Es dauerte nicht lange, bis in dem Fahrzeug Stille einkehrte, die nur vom gleichmäßigen Atmen der Schläfer und gelegentlichen Schnarchern unterbrochen wurde. Immer wieder zappelte eines der Kinder im Traum, beruhigte sich dann aber schnell wieder, wenn es die Nähe eines Gefährten spürte.
Auf diese Weise vergingen fast fünf Stunden – ein sicheres Zeichen dafür, wie nötig alle den Schlaf gehabt hatten.
Martin wachte als erster auf. Gähnend rieb er sich den Schlaf aus den Augen. Sein Blick fiel nach draußen, und er war mit einem Mal hellwach.
Das Schneetreiben hatte aufgehört, und die weiße Pracht glitzerte in der Wintersonne wie in einem Werbeprospekt für Skiurlaub in den Alpen. Die Kraft der Sonnenstrahlen reichte sogar aus, um das Innere des Busses ein wenig zu wärmen, sodass es sich hier im Moment gut aushalten ließ.
Jetzt noch ein frisches Bad gefolgt von einem reichhaltigen und leckeren Essen, dann ist alles in Butter, ging es Martin durch den Kopf. Bei diesem Anblick könnte man fast vergessen, was mit dieser Welt nicht in Ordnung ist.
Ein Geräusch auf der anderen Seite des Ganges zog Martins Aufmerksamkeit auf sich.

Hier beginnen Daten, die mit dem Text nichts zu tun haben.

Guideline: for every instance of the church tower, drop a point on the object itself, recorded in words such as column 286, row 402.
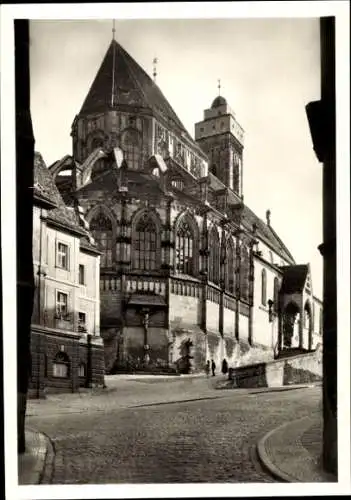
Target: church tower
column 222, row 138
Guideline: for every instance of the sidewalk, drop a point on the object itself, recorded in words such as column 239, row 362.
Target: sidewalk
column 292, row 452
column 35, row 465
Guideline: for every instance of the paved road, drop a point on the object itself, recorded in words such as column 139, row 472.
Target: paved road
column 139, row 432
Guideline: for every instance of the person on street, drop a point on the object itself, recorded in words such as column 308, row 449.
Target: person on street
column 213, row 368
column 224, row 366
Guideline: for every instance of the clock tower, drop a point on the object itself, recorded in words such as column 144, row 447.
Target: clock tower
column 222, row 138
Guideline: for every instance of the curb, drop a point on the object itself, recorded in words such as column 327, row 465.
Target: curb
column 267, row 462
column 38, row 461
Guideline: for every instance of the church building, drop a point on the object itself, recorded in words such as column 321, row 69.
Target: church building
column 188, row 273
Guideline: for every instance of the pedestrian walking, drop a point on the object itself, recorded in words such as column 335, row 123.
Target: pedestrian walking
column 213, row 368
column 207, row 368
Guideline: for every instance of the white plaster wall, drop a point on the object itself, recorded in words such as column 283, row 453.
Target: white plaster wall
column 212, row 316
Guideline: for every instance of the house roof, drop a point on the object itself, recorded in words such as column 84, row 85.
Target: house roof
column 132, row 86
column 294, row 278
column 45, row 187
column 266, row 233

Gregor erwachte ebenfalls und blinzelte. »Mann, ist das hell hier!« Er rieb sich noch eine Weile die Augen, dann starrte er mit offenem Mund nach draußen. »Geil!«
»Nicht so laut!«, flüsterte Martin. »Du weckst sonst die anderen.«
»Wenn gleich der Motor losrumpelt, werden die ohnehin wach«, gab Gregor gut gelaunt zurück. »Das da draußen ist so etwas wie Kaiserwetter, das müssen wir ausnutzen.« Sprach’s und begann, an der Schulter seines Freundes zu rütteln. »Los, Kutscher, erhebe er sich! Die Sonne scheint, wir können endlich weiter!«
Roland grunzte erst unwillig, sah dann jedoch ebenfalls hinaus. Mit einem Ruck setzte er sich kerzengerade auf. »Wieso habt ihr mich nicht früher geweckt? Wir müssen das schöne Wetter ausnutzen, und so weit nach Süden fahren, wie es irgend geht.«
»Witzbold.« Martin feixte. »Wir sind selbst gerade erst aufgewacht, wie hätten wir dich also früher wecken können, hm?«
»Stimmt.« Roland nickte. »Zimmerservice haben wir ja keinen an Bord. Also los, dann mal frisch voran! Gregor, es war eine gute Idee, hier ein Päuschen einzulegen. Ich fühle mich, als könnte ich Bäume ausreißen.«
***
Konzentriert aber dennoch entspannt so gut es ging, lenkte Roland den Bus über die verschneite Landstraße. Ein allzu hohes Tempo konnte er dabei nicht anschlagen, das verboten schon allein die Schneeketten. Außerdem musste er den Zustand der Straße genauestens im Auge behalten. Trotzdem kamen die Pilger im Vergleich zu den letzten Tagen gut voran.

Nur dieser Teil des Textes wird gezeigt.